Still, there is a lot to be done. The Aspiring Minds study also found that the percentage of engineers employable in "new-age" skills like artificial intelligence and data science ranged from 1.2 per cent to 5.3 per cent, and that was just among engineers who felt capable of taking the test, meaning the "aggregate employability percentage will be even lower", Aspiring Minds said.

"The US and China are marching ahead in AI and India needs to develop a critical mass of engineers with AI skills," the company commented.

So how to boost skill levels among the 183-million youngsters who will join India's workforce by 2050? Higher education needs to become more flexible and modular and there should also be more student financing, says the CII.

It also proposes a National Skills University; the establishment of multi-skill training institutes in industrial clusters to teach skills based on local demand; giving young people "skills vouchers" to fund industry training; and offering more apprenticeships.
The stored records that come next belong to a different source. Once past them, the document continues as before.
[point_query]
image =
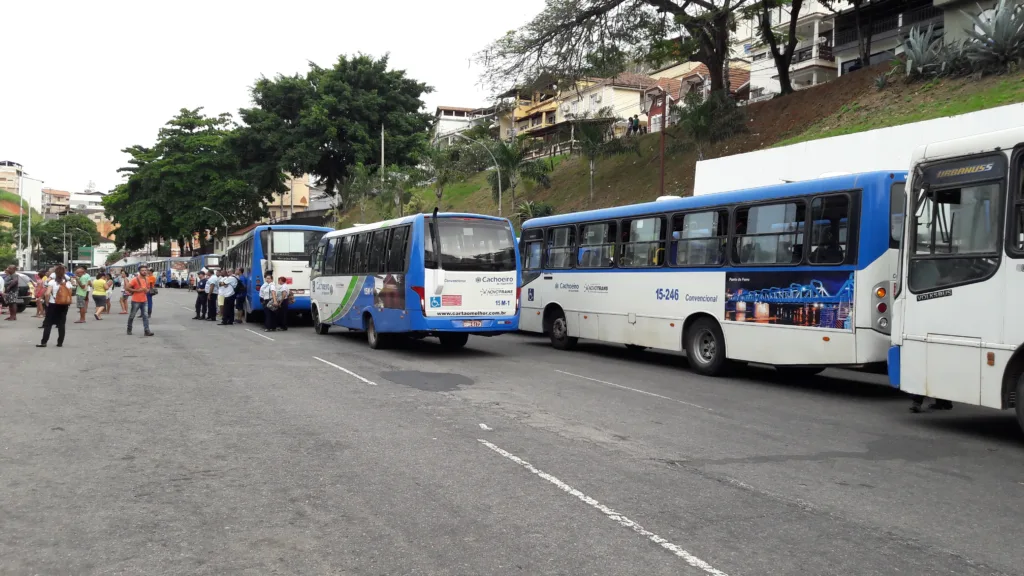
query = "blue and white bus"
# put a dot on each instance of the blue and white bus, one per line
(283, 249)
(444, 275)
(797, 275)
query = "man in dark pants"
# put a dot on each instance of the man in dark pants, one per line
(211, 296)
(200, 295)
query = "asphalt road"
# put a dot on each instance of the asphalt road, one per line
(217, 450)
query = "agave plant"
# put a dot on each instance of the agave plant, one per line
(997, 39)
(922, 50)
(953, 59)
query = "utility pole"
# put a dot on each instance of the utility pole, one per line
(665, 116)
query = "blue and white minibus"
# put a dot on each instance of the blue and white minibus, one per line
(284, 249)
(444, 275)
(785, 275)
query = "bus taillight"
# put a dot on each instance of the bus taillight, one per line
(419, 291)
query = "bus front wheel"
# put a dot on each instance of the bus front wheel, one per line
(454, 340)
(560, 333)
(706, 347)
(318, 327)
(374, 338)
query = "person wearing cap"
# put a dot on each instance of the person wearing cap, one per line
(200, 295)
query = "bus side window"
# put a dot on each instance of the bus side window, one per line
(397, 250)
(829, 229)
(344, 264)
(330, 254)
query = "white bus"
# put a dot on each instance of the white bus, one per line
(787, 275)
(958, 312)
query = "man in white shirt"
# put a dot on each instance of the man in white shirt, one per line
(227, 285)
(211, 290)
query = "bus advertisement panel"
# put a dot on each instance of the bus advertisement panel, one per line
(785, 275)
(449, 276)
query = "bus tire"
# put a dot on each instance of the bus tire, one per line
(799, 371)
(706, 347)
(1019, 401)
(317, 326)
(454, 340)
(374, 338)
(560, 332)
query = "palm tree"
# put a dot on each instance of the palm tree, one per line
(511, 158)
(442, 166)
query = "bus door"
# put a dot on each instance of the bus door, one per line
(952, 299)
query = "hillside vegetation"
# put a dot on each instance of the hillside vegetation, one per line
(849, 105)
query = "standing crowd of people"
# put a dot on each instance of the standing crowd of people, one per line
(224, 291)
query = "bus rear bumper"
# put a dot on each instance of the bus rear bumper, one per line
(491, 326)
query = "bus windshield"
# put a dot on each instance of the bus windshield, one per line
(290, 244)
(470, 244)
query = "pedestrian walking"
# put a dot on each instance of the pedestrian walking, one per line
(282, 297)
(241, 293)
(40, 291)
(99, 288)
(83, 281)
(139, 287)
(211, 295)
(227, 286)
(200, 295)
(124, 292)
(10, 285)
(58, 296)
(266, 301)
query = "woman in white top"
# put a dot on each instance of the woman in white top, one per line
(265, 297)
(281, 295)
(56, 314)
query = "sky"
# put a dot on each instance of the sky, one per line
(84, 80)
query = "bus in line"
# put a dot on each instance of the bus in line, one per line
(283, 249)
(785, 275)
(199, 262)
(958, 315)
(444, 275)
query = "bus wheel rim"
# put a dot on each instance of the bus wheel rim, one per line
(707, 345)
(559, 328)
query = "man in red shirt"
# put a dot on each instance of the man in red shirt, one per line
(139, 287)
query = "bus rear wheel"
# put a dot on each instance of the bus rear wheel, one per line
(374, 338)
(453, 340)
(706, 347)
(318, 327)
(1020, 401)
(560, 333)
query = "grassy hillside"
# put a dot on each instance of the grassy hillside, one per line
(849, 105)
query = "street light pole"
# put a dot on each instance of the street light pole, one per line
(497, 167)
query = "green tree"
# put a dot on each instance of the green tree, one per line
(195, 164)
(572, 39)
(442, 166)
(114, 257)
(593, 133)
(330, 120)
(512, 160)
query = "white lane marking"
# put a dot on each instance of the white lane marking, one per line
(346, 370)
(612, 515)
(634, 389)
(260, 335)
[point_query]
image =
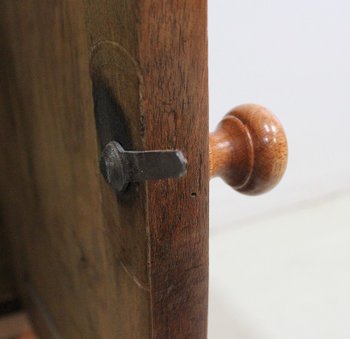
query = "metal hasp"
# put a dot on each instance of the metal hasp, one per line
(120, 167)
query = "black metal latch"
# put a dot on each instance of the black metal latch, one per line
(120, 167)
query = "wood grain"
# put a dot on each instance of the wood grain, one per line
(249, 150)
(91, 263)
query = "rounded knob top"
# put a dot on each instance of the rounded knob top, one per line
(249, 149)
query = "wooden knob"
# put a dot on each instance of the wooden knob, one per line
(248, 150)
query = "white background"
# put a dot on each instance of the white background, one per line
(280, 263)
(294, 58)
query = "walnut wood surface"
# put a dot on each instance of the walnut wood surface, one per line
(90, 263)
(249, 150)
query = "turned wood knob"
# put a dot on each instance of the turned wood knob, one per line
(248, 150)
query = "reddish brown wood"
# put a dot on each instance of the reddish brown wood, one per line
(91, 263)
(249, 150)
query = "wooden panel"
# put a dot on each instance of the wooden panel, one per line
(92, 263)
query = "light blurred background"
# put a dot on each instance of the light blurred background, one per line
(280, 262)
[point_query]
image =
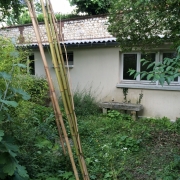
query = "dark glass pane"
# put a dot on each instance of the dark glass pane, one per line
(130, 62)
(69, 57)
(149, 57)
(31, 65)
(170, 55)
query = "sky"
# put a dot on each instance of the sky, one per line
(61, 6)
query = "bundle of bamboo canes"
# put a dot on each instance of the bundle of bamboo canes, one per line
(62, 78)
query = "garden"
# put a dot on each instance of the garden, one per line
(114, 145)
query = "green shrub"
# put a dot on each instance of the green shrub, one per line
(85, 102)
(36, 87)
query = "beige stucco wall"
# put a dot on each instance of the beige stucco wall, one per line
(98, 69)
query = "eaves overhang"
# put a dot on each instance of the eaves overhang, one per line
(78, 43)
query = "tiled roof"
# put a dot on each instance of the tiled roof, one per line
(76, 42)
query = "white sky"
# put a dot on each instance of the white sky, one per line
(61, 6)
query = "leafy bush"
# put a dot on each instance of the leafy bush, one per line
(117, 147)
(85, 103)
(9, 69)
(36, 86)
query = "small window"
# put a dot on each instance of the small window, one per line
(170, 55)
(130, 62)
(69, 58)
(151, 57)
(133, 61)
(31, 65)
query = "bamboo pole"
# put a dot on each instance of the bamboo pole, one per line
(69, 106)
(52, 91)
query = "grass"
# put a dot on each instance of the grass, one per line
(116, 147)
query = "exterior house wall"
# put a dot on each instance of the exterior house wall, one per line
(96, 68)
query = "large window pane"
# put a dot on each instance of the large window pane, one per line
(149, 57)
(130, 62)
(170, 55)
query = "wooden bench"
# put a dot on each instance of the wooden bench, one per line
(134, 108)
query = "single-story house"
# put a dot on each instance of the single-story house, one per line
(96, 62)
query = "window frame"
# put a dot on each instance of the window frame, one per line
(145, 84)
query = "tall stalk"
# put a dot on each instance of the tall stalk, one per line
(63, 82)
(52, 91)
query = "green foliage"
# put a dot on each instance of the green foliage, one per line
(85, 102)
(10, 8)
(117, 147)
(92, 7)
(165, 71)
(125, 93)
(9, 165)
(144, 24)
(36, 87)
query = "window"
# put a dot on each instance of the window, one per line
(69, 58)
(170, 55)
(31, 65)
(133, 61)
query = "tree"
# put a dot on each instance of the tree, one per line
(91, 7)
(145, 23)
(10, 8)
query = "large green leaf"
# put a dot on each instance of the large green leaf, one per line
(21, 170)
(2, 116)
(9, 103)
(1, 134)
(14, 54)
(5, 75)
(21, 65)
(9, 168)
(3, 157)
(24, 94)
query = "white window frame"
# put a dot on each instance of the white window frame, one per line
(145, 84)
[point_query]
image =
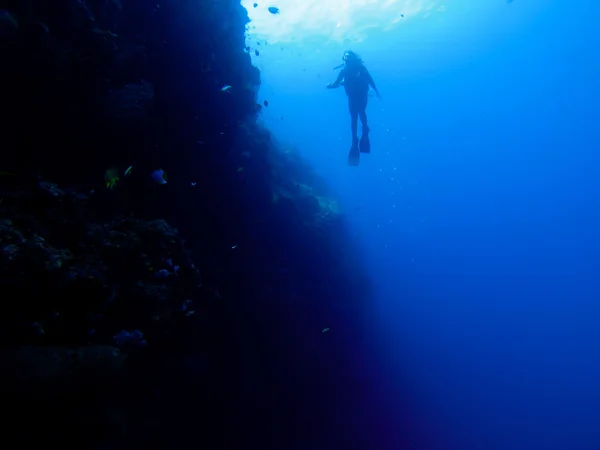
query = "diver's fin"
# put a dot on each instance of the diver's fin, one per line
(354, 155)
(365, 144)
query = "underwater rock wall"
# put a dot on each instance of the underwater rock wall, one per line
(139, 312)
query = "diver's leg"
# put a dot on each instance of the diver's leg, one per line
(362, 112)
(353, 117)
(365, 144)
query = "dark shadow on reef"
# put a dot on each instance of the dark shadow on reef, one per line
(118, 333)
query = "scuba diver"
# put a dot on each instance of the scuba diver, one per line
(356, 80)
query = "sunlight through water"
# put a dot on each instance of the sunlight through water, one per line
(333, 20)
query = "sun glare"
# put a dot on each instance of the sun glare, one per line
(327, 21)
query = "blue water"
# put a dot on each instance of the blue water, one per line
(477, 210)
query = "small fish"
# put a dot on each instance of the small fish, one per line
(159, 176)
(187, 304)
(8, 20)
(111, 178)
(162, 274)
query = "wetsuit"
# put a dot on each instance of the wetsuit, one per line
(356, 80)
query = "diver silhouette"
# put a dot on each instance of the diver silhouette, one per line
(356, 80)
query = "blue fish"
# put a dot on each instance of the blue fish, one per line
(159, 176)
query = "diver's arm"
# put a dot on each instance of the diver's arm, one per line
(337, 83)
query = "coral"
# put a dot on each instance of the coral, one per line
(84, 279)
(131, 103)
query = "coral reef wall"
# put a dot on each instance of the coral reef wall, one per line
(139, 312)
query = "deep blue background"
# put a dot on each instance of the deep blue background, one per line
(478, 211)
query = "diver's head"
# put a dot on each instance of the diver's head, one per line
(351, 58)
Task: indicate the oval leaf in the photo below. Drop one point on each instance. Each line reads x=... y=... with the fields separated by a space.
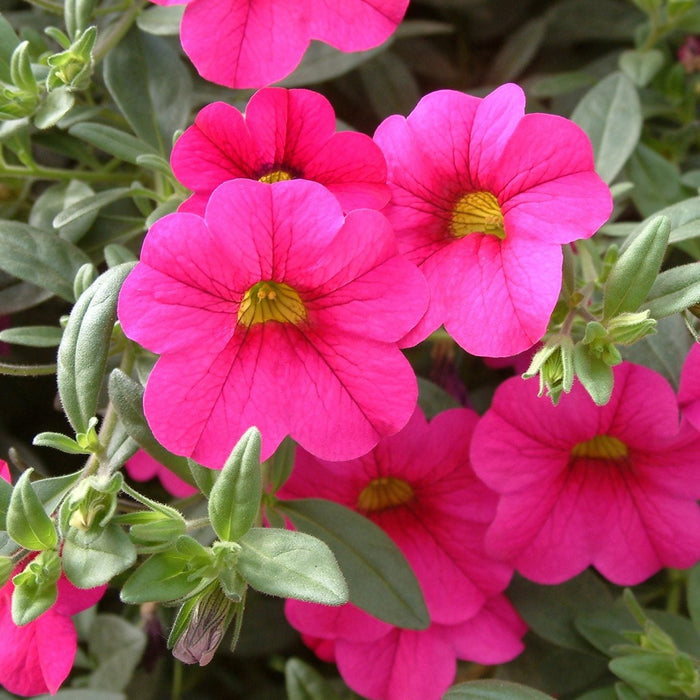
x=379 y=577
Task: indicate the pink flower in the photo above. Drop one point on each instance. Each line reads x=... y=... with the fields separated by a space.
x=274 y=311
x=689 y=391
x=611 y=486
x=483 y=196
x=36 y=658
x=142 y=467
x=418 y=486
x=252 y=43
x=284 y=134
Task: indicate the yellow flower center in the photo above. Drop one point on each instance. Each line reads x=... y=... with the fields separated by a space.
x=601 y=447
x=271 y=301
x=384 y=492
x=477 y=212
x=275 y=176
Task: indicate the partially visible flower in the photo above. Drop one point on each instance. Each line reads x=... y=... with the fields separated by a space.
x=142 y=467
x=418 y=486
x=483 y=197
x=284 y=134
x=612 y=486
x=36 y=658
x=253 y=43
x=274 y=311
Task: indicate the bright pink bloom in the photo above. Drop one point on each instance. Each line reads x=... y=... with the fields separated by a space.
x=611 y=486
x=252 y=43
x=689 y=391
x=142 y=467
x=483 y=196
x=284 y=134
x=274 y=311
x=36 y=658
x=418 y=486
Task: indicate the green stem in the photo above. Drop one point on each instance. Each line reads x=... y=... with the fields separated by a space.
x=116 y=32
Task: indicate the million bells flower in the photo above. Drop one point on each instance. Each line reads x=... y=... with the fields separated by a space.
x=284 y=134
x=253 y=43
x=483 y=196
x=418 y=486
x=274 y=310
x=37 y=657
x=612 y=486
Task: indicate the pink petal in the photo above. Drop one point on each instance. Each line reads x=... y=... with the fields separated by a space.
x=244 y=43
x=355 y=25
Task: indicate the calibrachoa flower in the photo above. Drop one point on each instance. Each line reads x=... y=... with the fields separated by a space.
x=483 y=196
x=143 y=467
x=36 y=658
x=284 y=134
x=275 y=311
x=252 y=43
x=418 y=486
x=611 y=486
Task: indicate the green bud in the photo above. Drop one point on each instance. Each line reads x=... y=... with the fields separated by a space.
x=207 y=618
x=35 y=589
x=92 y=504
x=628 y=328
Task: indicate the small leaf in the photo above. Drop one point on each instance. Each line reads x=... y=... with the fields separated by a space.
x=234 y=501
x=40 y=257
x=27 y=522
x=635 y=271
x=32 y=336
x=379 y=577
x=493 y=690
x=90 y=561
x=291 y=565
x=611 y=114
x=126 y=395
x=82 y=354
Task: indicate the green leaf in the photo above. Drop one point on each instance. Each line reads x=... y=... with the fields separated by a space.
x=550 y=611
x=493 y=690
x=126 y=395
x=27 y=521
x=117 y=647
x=155 y=108
x=611 y=114
x=291 y=565
x=379 y=577
x=595 y=375
x=303 y=682
x=32 y=336
x=90 y=560
x=673 y=291
x=82 y=354
x=656 y=180
x=113 y=141
x=40 y=257
x=635 y=271
x=234 y=501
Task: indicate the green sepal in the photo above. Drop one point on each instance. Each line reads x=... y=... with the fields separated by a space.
x=27 y=521
x=291 y=565
x=234 y=501
x=595 y=374
x=82 y=354
x=35 y=589
x=635 y=271
x=94 y=558
x=171 y=576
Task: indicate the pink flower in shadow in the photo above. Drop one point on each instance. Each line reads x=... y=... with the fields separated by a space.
x=284 y=134
x=483 y=197
x=612 y=486
x=418 y=486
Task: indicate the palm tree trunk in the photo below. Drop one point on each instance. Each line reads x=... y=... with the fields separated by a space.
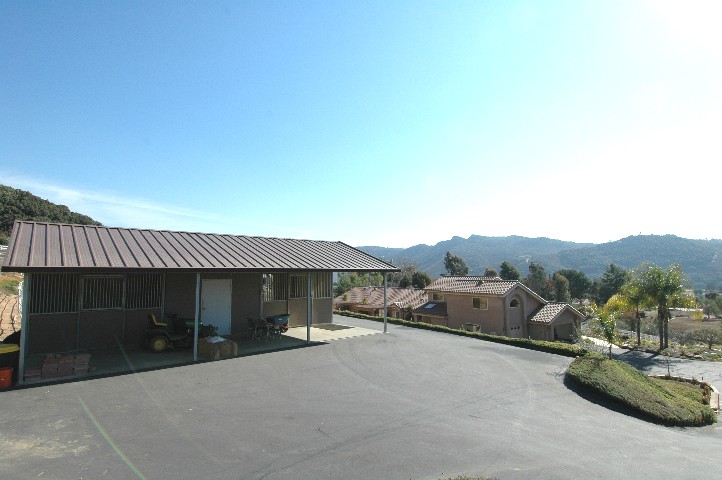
x=639 y=328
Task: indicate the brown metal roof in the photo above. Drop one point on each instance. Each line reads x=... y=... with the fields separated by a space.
x=36 y=246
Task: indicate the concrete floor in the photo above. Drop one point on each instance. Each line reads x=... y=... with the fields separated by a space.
x=135 y=359
x=410 y=404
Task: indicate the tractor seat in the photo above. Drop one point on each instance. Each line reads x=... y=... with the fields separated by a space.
x=153 y=322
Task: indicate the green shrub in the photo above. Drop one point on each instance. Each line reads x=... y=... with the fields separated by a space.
x=663 y=402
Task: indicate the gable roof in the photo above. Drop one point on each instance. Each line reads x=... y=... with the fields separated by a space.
x=39 y=246
x=549 y=312
x=432 y=309
x=401 y=297
x=477 y=285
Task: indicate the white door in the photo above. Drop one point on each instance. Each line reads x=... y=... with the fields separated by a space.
x=216 y=304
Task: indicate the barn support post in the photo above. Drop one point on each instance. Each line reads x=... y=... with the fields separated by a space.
x=308 y=311
x=386 y=302
x=197 y=319
x=24 y=293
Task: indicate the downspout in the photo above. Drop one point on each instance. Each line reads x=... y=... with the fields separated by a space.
x=24 y=325
x=308 y=312
x=386 y=303
x=197 y=319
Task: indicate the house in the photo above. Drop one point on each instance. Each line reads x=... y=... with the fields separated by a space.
x=92 y=287
x=370 y=300
x=498 y=307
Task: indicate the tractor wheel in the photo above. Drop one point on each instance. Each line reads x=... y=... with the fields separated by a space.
x=158 y=344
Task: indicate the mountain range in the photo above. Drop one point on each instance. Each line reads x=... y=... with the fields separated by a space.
x=701 y=260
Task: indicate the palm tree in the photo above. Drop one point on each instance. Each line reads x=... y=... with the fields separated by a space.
x=635 y=297
x=666 y=289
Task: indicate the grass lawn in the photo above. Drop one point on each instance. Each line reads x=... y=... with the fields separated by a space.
x=664 y=401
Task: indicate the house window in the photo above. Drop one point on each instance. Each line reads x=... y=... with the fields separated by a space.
x=479 y=303
x=54 y=293
x=102 y=292
x=144 y=290
x=299 y=286
x=275 y=287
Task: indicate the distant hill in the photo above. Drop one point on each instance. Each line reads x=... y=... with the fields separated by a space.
x=21 y=205
x=700 y=259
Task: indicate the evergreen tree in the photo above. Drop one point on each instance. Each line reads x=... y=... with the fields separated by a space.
x=507 y=271
x=455 y=265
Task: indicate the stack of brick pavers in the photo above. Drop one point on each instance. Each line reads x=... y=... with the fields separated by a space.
x=59 y=366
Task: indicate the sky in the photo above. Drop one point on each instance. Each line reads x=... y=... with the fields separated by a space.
x=388 y=123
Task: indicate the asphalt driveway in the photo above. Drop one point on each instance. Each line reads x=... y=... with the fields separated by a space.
x=409 y=404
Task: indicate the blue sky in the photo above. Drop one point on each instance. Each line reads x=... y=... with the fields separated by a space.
x=374 y=123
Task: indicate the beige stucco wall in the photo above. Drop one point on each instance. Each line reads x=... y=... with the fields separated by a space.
x=460 y=310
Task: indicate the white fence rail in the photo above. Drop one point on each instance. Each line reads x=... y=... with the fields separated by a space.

In an effort to respond to concerns, the government has formulated a new National Education Policy which aims to create a "second-to-none" education system by 2040 and which will jettison rote-learning methods to allow kids to "think critically and solve problems".

Said education consultant Trehan: "I'm optimistic. A lot's already happening. The government's stepping forward to make an impact, and the positive developments should continue."